Ivory Coast


À KORHOGO, LES RÉALITÉS DU DIALOGUE INTERRELIGIEUX 

El Hadj Navigué Tuo, président du conseil national islamique de Korhogo et du comité interreligieux de la ville/ Guy Aimé Eblotié/LCA

À Korhogo, dans le nord de la Côte d’Ivoire, vivent en communion, musulmans, chrétiens et animistes. Les guides religieux ont réussi à maintenir les liens de fraternité de paix et de cohésion sociale, malgré les velléités des hommes politiques d’opposer les communautés religieuses.

« Ici, c’est d’abord en famille que se vit le dialogue interreligieux, explique Ismaël Soumahoro, musulman, en service à Korhogo. Vous pouvez trouver dans la même famille, des musulmans, des chrétiens et des adeptes de religion traditionnelle, sans que cela ne pose problème aux uns et aux autres. »

Située dans le nord de la Côte d’Ivoire, la Ville de Korhogo, la quatrième ville du pays de par sa population et son économie, est majoritairement musulmane. L’islam s’est installé dans cette région dans les années 1800. « L’islam est la première religion pratiquée à Korhogo, assure El Hadj Navigué Tuo, président du conseil national islamique de Korhogo et du comité interreligieux de la ville. Cette religion est arrivée avec Samori Touré qui passait par la région. Il a pu convertir le premier chef de canton de Korhogo. Cela a facilité l’implantation de la religion dans la ville. »

L’islam, le christianisme et le poro

Avec l’arrivée de l’islam, se pose la question de sa pratique dans une société traditionnelle très attachée au poro, un rite initiatique sociétal et parfois à caractère ésotérique, que doivent pratiquer tous les hommes pour marquer leur entrée dans la vie adulte. « Dans le dogme, c’est un peu difficile de pratiquer l’islam et de faire le poro, car l’islam est une religion monothéiste, soutient l’imam. Mais dans la pratique, vous verrez que certains musulmans sont en même temps des pratiquants du poro jusqu’à leur formation qui dure pendant 7 ans ».

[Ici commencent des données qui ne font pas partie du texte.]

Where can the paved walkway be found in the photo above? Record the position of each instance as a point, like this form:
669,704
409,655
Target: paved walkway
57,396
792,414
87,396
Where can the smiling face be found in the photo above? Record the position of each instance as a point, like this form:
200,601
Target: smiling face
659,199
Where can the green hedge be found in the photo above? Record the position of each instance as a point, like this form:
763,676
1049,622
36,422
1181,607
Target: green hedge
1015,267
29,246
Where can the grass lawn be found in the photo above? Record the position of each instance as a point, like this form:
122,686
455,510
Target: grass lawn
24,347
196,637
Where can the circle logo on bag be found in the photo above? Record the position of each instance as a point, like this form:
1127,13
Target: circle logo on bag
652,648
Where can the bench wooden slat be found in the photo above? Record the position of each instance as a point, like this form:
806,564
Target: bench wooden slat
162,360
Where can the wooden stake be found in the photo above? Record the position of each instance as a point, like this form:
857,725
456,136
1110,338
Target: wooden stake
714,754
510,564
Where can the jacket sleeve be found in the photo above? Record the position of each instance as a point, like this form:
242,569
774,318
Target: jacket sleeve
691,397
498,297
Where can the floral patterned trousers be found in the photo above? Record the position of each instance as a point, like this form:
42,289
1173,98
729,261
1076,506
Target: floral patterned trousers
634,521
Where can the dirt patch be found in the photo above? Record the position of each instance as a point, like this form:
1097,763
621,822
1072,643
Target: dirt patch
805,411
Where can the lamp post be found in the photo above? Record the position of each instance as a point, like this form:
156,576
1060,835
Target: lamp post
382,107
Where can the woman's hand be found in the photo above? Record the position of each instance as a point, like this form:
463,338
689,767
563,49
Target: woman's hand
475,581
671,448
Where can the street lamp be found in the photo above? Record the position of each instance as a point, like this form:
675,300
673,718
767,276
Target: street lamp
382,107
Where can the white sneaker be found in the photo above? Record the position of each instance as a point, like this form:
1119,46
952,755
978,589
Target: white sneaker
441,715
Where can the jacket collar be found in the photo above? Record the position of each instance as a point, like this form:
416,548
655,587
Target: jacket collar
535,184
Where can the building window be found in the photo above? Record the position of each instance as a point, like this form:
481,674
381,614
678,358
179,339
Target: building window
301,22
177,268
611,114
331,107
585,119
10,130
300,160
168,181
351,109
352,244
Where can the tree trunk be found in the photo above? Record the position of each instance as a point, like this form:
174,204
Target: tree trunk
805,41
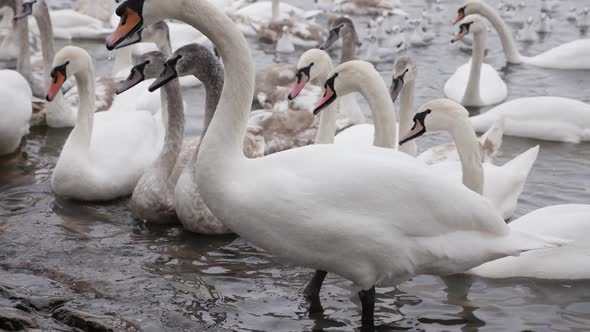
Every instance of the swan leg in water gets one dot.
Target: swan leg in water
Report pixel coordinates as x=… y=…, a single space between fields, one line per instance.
x=312 y=290
x=368 y=309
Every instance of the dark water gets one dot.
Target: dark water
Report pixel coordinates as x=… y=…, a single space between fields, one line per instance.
x=99 y=259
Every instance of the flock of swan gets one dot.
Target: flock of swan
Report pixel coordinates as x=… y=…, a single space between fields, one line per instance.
x=306 y=177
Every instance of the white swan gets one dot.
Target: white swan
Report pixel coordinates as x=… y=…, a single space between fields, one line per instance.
x=503 y=185
x=403 y=85
x=8 y=47
x=370 y=7
x=304 y=32
x=565 y=221
x=102 y=10
x=571 y=261
x=161 y=200
x=60 y=113
x=317 y=65
x=17 y=110
x=475 y=83
x=573 y=55
x=166 y=192
x=70 y=24
x=153 y=197
x=545 y=118
x=105 y=154
x=285 y=202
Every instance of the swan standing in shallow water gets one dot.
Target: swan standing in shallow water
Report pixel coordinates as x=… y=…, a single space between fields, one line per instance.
x=545 y=118
x=571 y=261
x=342 y=28
x=565 y=221
x=573 y=55
x=61 y=112
x=17 y=109
x=504 y=184
x=153 y=196
x=475 y=83
x=106 y=153
x=409 y=224
x=167 y=190
x=403 y=86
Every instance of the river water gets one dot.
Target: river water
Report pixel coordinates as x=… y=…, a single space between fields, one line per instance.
x=101 y=260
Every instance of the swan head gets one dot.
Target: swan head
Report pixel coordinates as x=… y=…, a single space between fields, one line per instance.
x=147 y=66
x=312 y=64
x=131 y=23
x=436 y=115
x=68 y=61
x=404 y=70
x=471 y=24
x=347 y=78
x=340 y=27
x=27 y=8
x=191 y=59
x=470 y=7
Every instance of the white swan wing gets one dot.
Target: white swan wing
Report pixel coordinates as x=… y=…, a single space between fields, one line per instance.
x=493 y=90
x=567 y=262
x=545 y=118
x=123 y=144
x=357 y=135
x=572 y=55
x=17 y=110
x=502 y=185
x=418 y=218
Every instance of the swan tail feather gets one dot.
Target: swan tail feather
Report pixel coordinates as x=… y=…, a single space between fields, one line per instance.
x=523 y=163
x=491 y=141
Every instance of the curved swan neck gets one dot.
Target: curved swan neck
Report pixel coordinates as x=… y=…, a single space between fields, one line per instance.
x=508 y=43
x=82 y=132
x=406 y=116
x=46 y=30
x=57 y=111
x=224 y=140
x=470 y=155
x=23 y=63
x=472 y=92
x=275 y=10
x=348 y=48
x=327 y=126
x=375 y=91
x=174 y=128
x=213 y=88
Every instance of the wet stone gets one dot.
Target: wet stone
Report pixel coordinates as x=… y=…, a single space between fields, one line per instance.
x=12 y=319
x=92 y=323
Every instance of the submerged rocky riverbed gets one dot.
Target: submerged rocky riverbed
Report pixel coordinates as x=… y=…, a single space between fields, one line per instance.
x=66 y=266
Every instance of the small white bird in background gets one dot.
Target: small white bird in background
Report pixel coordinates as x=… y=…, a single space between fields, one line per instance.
x=545 y=23
x=285 y=42
x=549 y=5
x=527 y=34
x=572 y=15
x=583 y=21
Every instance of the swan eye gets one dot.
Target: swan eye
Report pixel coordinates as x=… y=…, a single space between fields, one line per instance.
x=59 y=69
x=304 y=71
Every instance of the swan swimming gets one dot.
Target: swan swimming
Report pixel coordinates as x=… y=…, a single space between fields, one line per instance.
x=572 y=55
x=475 y=83
x=303 y=222
x=106 y=153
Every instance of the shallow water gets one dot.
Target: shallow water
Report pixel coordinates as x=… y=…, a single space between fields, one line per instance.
x=101 y=260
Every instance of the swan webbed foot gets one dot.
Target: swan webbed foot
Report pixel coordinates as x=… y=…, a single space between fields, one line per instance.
x=316 y=310
x=312 y=290
x=368 y=306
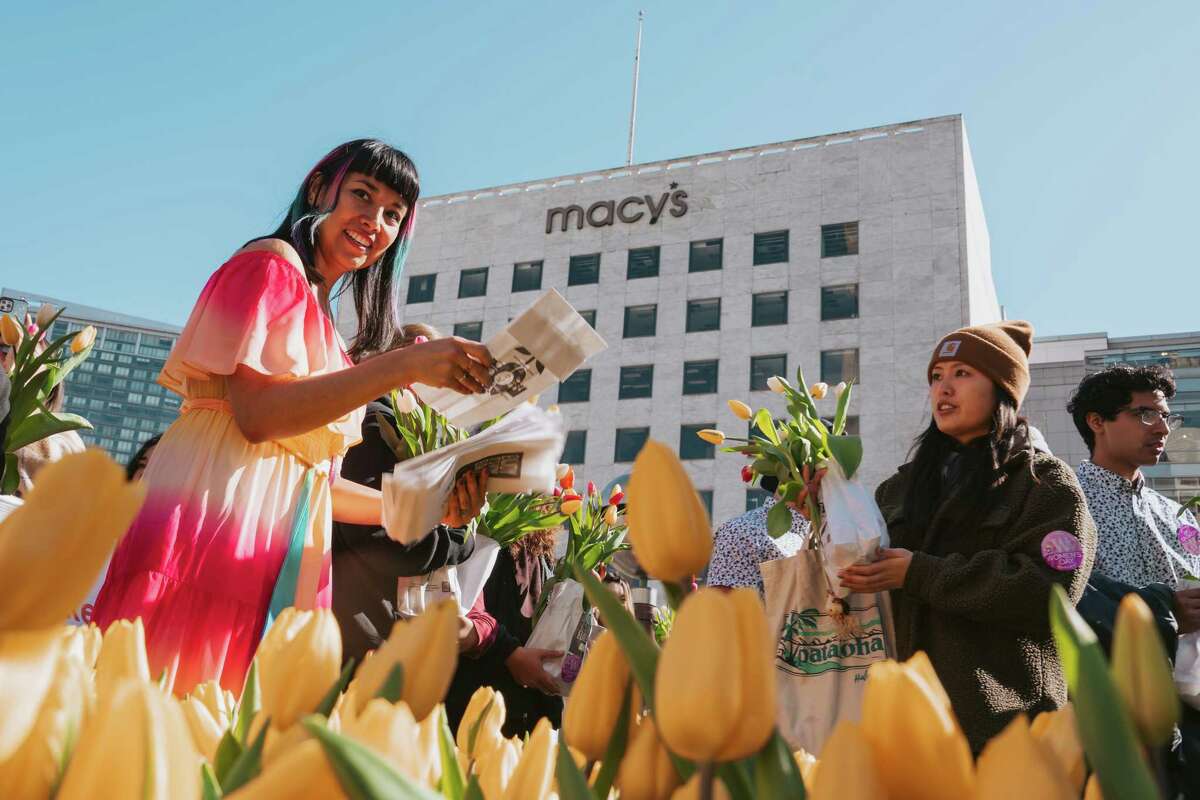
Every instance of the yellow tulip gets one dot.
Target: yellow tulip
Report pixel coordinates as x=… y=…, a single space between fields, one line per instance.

Abdoulaye Soro, l’un des nombreux musulmans pratiquants qui ont déjà fait leur initiation au poro, reconnaît que la question est complexe et tente une explication. « Il y a des initiés au poro qui pensent que les seules divinités dignes d’être adorées sont celles que leurs ancêtres adoraient. Ils croient que le poro est une sorte de religion authentique et que l’islam est une religion importée ».

Au niveau de l’Église, il est admis désormais que l’initiation au « poro communautaire » – qui permet aux jeunes d’être reconnus comme membres de la communauté et revêt un caractère obligatoire – est conciliable avec le christianisme. Cependant, « la plupart des initiés estiment que les poros privés, contrairement au poro communautaire, ne sont pas conciliables avec la religion chrétienne », expliquait, en novembre 2019 à La Croix Africa, le professeur Ferdinand Tiona Ouattara, enseignant-chercheur en histoire, originaire de Korhogo.

Comité interreligieux

En général, les relations entre les différentes religions et leurs guides religieux sont excellentes. « Nous avons des rapports très fraternels ici à Korhogo. L’islam particulièrement n’exclut pas l’installation d’une autre religion. Vous verrez, et c’est très fréquent dans certains quartiers, une mosquée et une église presque côte à côte. Et ça se passe sans problème », fait remarquer l’imam Tuo.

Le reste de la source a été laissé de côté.